October was the worst ever month in A&E with one in six NHS patients not seen within four-hour target – as surgery waiting lists hit another record-high
- More than 320,000 people waited longer than four hours in emergency rooms
- Half of all the worst waiting times performances on record have been this year
- Some 4.42million people are waiting for planned surgery because of a backlog
October was the worst month ever for A&E waiting times in England, NHS figures revealed today.
Just 83.6 per cent of patients were seen within four hours, a record low which meant 320,000 people sat for longer while medics decided what to do with them.
Figures this year have shown the NHS is not having crises in the winter and recovering over summer but is under immense strain all year round.

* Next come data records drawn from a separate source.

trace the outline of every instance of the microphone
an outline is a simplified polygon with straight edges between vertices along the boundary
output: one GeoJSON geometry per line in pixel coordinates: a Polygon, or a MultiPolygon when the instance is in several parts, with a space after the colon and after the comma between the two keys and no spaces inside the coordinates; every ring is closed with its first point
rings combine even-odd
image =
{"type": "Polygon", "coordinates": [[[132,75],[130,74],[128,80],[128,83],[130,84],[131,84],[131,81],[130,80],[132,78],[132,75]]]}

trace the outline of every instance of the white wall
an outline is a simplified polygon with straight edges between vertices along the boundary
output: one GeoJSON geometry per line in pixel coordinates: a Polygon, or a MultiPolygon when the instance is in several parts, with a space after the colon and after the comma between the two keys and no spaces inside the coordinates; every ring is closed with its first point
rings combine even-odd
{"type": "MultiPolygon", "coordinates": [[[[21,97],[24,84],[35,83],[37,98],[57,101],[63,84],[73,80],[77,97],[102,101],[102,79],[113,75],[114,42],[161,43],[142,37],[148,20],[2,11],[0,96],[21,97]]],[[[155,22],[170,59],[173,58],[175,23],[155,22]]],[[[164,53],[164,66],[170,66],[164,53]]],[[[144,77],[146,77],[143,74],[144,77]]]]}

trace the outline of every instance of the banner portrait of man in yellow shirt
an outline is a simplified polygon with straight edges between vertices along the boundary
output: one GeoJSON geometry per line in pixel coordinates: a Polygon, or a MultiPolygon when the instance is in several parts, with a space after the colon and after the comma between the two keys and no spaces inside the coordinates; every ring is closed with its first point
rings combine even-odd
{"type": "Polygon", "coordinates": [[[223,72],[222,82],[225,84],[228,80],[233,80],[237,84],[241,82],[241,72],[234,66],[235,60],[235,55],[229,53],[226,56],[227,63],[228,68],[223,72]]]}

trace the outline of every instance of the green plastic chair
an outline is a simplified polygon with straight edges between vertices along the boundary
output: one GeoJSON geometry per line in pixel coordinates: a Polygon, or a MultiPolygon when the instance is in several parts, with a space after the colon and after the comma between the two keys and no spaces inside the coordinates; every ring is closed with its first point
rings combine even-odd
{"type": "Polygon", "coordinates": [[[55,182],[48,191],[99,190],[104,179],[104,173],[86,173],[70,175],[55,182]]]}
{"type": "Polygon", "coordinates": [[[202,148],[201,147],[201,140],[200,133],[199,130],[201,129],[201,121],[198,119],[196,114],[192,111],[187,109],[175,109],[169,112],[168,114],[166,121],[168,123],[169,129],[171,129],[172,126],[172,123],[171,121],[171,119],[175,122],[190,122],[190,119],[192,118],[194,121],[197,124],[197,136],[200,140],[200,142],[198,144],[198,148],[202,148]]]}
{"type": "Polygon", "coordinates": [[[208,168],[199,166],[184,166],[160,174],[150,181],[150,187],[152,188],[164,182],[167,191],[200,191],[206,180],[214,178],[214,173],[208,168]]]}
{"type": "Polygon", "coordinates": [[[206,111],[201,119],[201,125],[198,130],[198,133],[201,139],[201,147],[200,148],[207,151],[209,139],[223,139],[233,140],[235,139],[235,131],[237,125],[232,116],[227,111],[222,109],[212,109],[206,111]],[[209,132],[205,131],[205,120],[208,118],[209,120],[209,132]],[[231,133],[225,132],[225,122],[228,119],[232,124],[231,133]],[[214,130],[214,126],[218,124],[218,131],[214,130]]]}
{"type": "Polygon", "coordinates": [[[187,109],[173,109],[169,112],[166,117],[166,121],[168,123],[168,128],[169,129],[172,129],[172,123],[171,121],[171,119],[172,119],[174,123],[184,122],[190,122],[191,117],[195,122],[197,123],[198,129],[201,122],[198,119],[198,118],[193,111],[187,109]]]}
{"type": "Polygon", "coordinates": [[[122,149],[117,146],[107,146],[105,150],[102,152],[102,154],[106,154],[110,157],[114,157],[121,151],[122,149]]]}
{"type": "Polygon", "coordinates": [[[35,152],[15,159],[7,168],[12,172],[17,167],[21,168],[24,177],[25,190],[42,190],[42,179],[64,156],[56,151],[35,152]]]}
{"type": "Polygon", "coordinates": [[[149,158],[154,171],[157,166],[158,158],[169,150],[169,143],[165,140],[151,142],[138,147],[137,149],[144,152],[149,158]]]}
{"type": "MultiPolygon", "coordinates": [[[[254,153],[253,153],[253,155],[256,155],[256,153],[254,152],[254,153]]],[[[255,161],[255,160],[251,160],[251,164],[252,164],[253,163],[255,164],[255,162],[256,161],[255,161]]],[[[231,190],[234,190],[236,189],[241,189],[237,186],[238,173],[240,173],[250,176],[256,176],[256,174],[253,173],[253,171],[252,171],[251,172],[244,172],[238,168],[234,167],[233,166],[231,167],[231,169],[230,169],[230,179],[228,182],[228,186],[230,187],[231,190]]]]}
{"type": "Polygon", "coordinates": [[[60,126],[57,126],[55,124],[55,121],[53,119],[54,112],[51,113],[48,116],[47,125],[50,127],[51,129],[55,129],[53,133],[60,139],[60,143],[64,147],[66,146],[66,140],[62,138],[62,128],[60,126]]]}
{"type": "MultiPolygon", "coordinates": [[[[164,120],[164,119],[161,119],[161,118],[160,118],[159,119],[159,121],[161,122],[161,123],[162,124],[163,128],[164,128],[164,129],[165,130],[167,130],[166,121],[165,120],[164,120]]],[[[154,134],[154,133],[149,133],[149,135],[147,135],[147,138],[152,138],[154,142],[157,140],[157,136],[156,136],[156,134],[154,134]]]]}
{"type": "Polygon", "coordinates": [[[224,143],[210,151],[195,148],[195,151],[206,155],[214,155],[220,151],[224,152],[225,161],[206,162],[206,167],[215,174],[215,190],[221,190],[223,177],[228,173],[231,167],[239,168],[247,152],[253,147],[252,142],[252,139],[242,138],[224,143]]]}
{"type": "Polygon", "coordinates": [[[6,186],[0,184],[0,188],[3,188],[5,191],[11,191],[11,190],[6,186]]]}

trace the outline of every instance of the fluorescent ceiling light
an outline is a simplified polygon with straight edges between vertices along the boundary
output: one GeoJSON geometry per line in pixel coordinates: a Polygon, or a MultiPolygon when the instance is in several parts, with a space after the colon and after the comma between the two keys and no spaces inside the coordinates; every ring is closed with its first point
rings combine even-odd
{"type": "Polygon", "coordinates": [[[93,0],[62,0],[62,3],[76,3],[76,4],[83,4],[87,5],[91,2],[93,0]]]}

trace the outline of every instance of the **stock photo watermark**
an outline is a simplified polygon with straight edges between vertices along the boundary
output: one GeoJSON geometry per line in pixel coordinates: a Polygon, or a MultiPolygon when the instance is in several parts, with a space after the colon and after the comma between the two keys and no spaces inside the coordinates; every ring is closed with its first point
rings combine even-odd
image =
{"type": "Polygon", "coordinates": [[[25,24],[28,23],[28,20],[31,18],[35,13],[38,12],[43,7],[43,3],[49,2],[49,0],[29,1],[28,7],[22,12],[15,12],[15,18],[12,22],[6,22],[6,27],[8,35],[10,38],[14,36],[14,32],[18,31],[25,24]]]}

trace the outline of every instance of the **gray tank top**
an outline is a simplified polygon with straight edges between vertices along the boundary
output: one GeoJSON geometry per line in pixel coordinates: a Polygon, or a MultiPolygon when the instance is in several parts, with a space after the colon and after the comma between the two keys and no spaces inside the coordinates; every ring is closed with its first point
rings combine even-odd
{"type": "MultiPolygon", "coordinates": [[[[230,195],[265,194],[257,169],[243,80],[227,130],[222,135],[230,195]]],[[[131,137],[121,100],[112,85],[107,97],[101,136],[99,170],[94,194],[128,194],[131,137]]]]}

Five of the 10 worst monthly performances on record have all been this year and even those for May, June and July were worse than autumn months in 2018.
And data for September showed the number of people waiting for routine surgery is at a record high for the sixth time this year, with 4,420,000 people on the list.
Doctors have warned the country’s emergency care is ‘imploding’ and that no political parties have credible plans to rescue it.
A&E departments are now facing pressure all year round, not just in the winter, as figures reveal patient numbers are increasing and hospitals are struggling to treat patients within time targets (stock image)
Dr Nick Scriven, of the Society for Acute Medicine, which represents emergency medics, said: ‘These figures are truly worrying as we haven’t even reached the “traditional” winter period yet.
‘We have heard so many ‘announcements’ over the last few weeks of half-baked projects that require either thrice promised money or are totally uncosted for the real world.
‘With what we have seen with the critical incident over A&E pressure in Nottingham last week – and that is just the tip of the iceberg – this, to me, is simply the reality of the constant warnings made by experts now coming to fruition.’
Nottingham University Hospitals Trust last week declared a ‘critical incident’ and started cancelling operations because it was so overloaded with sick people.
The Labour Party’s shadow health secretary, Jonathan Ashworth, said: ‘The Conservatives have ushered in the worst NHS crisis on record.
‘Under Boris Johnson the NHS is in crisis and we’re heading for a winter of abject misery for patients.
‘Our A&Es are overwhelmed, more so than ever. In every community there’s an ever growing queue of people waiting for treatment.
‘The Tories spent a decade cutting over 15,000 beds. Now they should apologise to every patient languishing on a trolley and waiting longer for treatment.’
The statistics show people attended A&E departments 2,170,510 times in October 2019 – 70,016 visits per day – which was a 4.4 per cent rise from October last year.
And 3.1 per cent more people were admitted to hospital as a result of their visit to the hospital – 563,079, up from 546,022 in 2018.
The A&E performance figures come as the NHS is trialling completely scrapping the four-hour target – which it consistently fails to hit – in favour of more relaxed goals.
This system aims to prioritise the most ill patients and be more lax about less urgent cases, and is being tested at 14 hospitals in England.
Today’s waiting list figures show non-emergency patients are also suffering at the hands of excessively busy hospitals.
There are now 4.42m people waiting for planned treatment, which may include hip or knee replacements or cataracts.
That figure was 3.83million in September 2017 – a rise of more than half a million people in two years because hospitals can’t process the patients fast enough.
A spokesperson for NHS England said: ‘These figures show that while NHS staff are looking after a markedly higher number of older and sicker patients, a higher number of patients are being seen quickly than a year ago.
‘While hospitals will be opening more beds over the coming weeks, the public also have a role to play going into winter, and can help doctors, nurses and other staff by getting their flu jab, and by using the NHS 111 phone or online service as a first port of call for non-emergencies.’